The conclusion of “Stranger Things” itself is a Spielberg-ian bicycle chase between government hoods and a crew of pre-teens protecting their supernatural friend reminiscent of 1982’s “E.T. the Extra-Terrestrial.”


Of course, when you talk about influential Steves, you can’t forget the king. Stephen King, the world’s best-known horror author, offered no shortage of inspiration to “Stranger Things.” The novelist’s children-against-clown-demon story “It” and novella “The Body” (later adapted into Rob Reiner’s “Stand By Me”) are the archetypal small town kids’ bike adventures that “Stranger Things” so often emulates.

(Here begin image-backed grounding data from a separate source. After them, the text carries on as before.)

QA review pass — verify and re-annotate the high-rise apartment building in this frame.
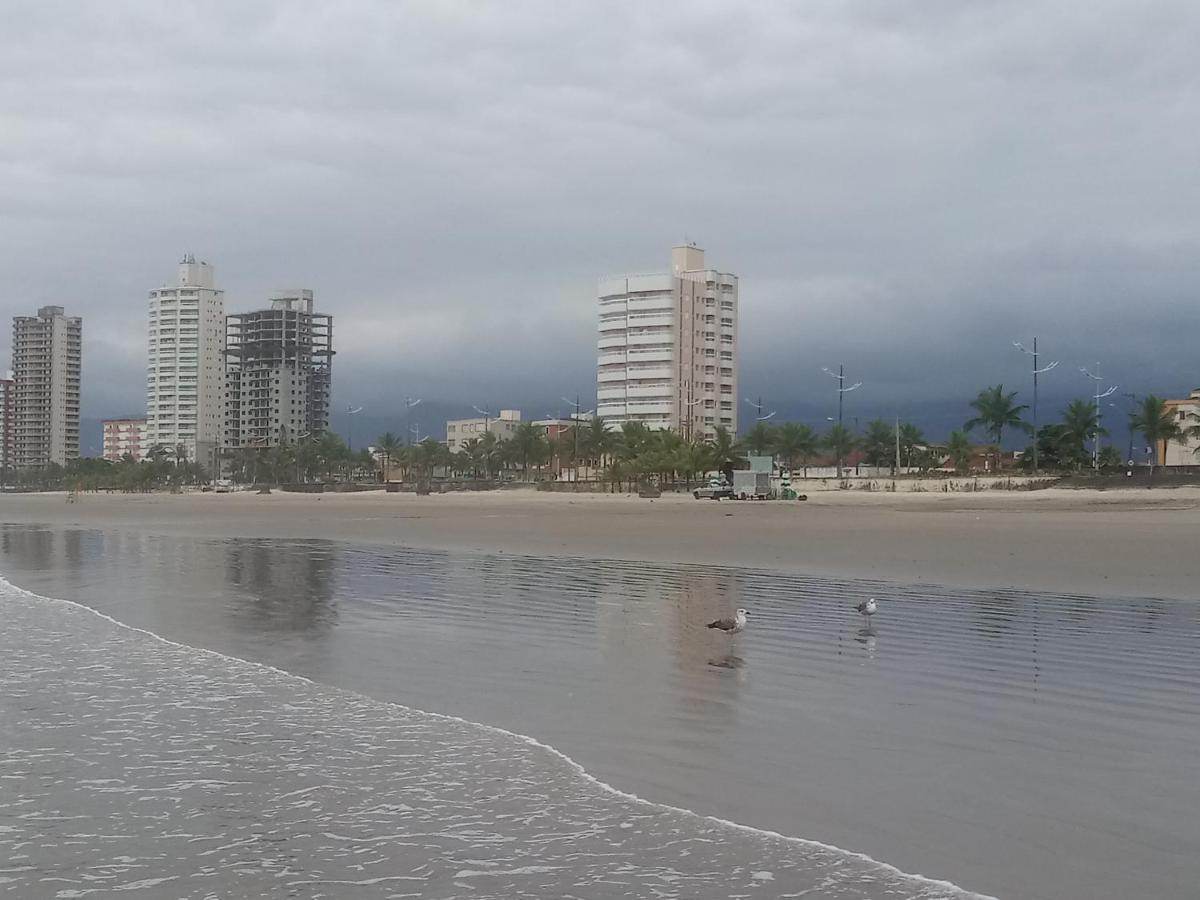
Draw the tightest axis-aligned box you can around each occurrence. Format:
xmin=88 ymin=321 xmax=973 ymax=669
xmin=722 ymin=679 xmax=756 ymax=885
xmin=596 ymin=245 xmax=738 ymax=441
xmin=11 ymin=306 xmax=82 ymax=467
xmin=146 ymin=256 xmax=226 ymax=464
xmin=224 ymin=290 xmax=333 ymax=449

The psychic abilities of Eleven (played by Millie Bobby Brown) also combine the science-experiment-gone-wrong telekinesis of King’s “Firestarter” with the coming-of-age story of his first published novel, “Carrie” (with less disastrous high-school dances, at least so far).


Episode six of “Stranger Things” sees Eleven entering a sensory deprivation tank to unconsciously travel to “The Upside Down,” a nightmare world where a monster is waiting. If things go south, Eleven’s friends sit bedside to pull her out again.

Give or take a claw or two, this is basically the premise of “A Nightmare On Elm Street,” Wes Craven’s 1984 classic that introduced the world to Freddy Krueger and spawned one of the most famous horror franchises of all time.


The general sliminess of “The Upside Down” and the creature within (dubbed “The Demogorgon” by the series’ “Dungeons & Dragons”-playing main characters) is reminiscent of Ridley Scott’s “Alien,” most notably the drooling terror that gives the 1979 outer-space thriller its title. It helps that the Demogorgon’s oozing, four-part flower petal mouth is nearly identical to the alien-incubating eggs in Scott’s creature feature. Plus, the “Stranger Things” finale sees Will Byers coughing up an oversized “Upside Down” slug; not quite as graphic as an alien bursting from John Hurt’s chest, but no less squirm-inducing.


The back-alley tussle in episode six between local outcast Jonathan Byers (Charlie Heaton) and high-school golden boy Steve Harrington (Joe Keery) is half sendup, half homage to one of the greatest — and lengthiest — fight scenes in horror history. Jonathan and Steve don’t quite make it five minutes, which would still mark a minute less than the epic showdown between Roddy Piper’s ass-kicking, gum-chewing John Nada and Keith David’s Frank Armitage in John Carpenter’s 1988 cult-classic, “They Live.”


The references to Sam Raimi’s 1981 micro-budget bloodbath basically start and end with the poster hanging on Jonathan Byer’s bedroom wall, but that doesn’t mean it wasn’t a controversial choice. The question: What are the odds of a small-town Indiana high schooler even seeing the little-hyped horror flick in 1984, much less hang a poster on his wall? Hard to say. After all, in the town of Hawkins, stranger things (ahem) have happened.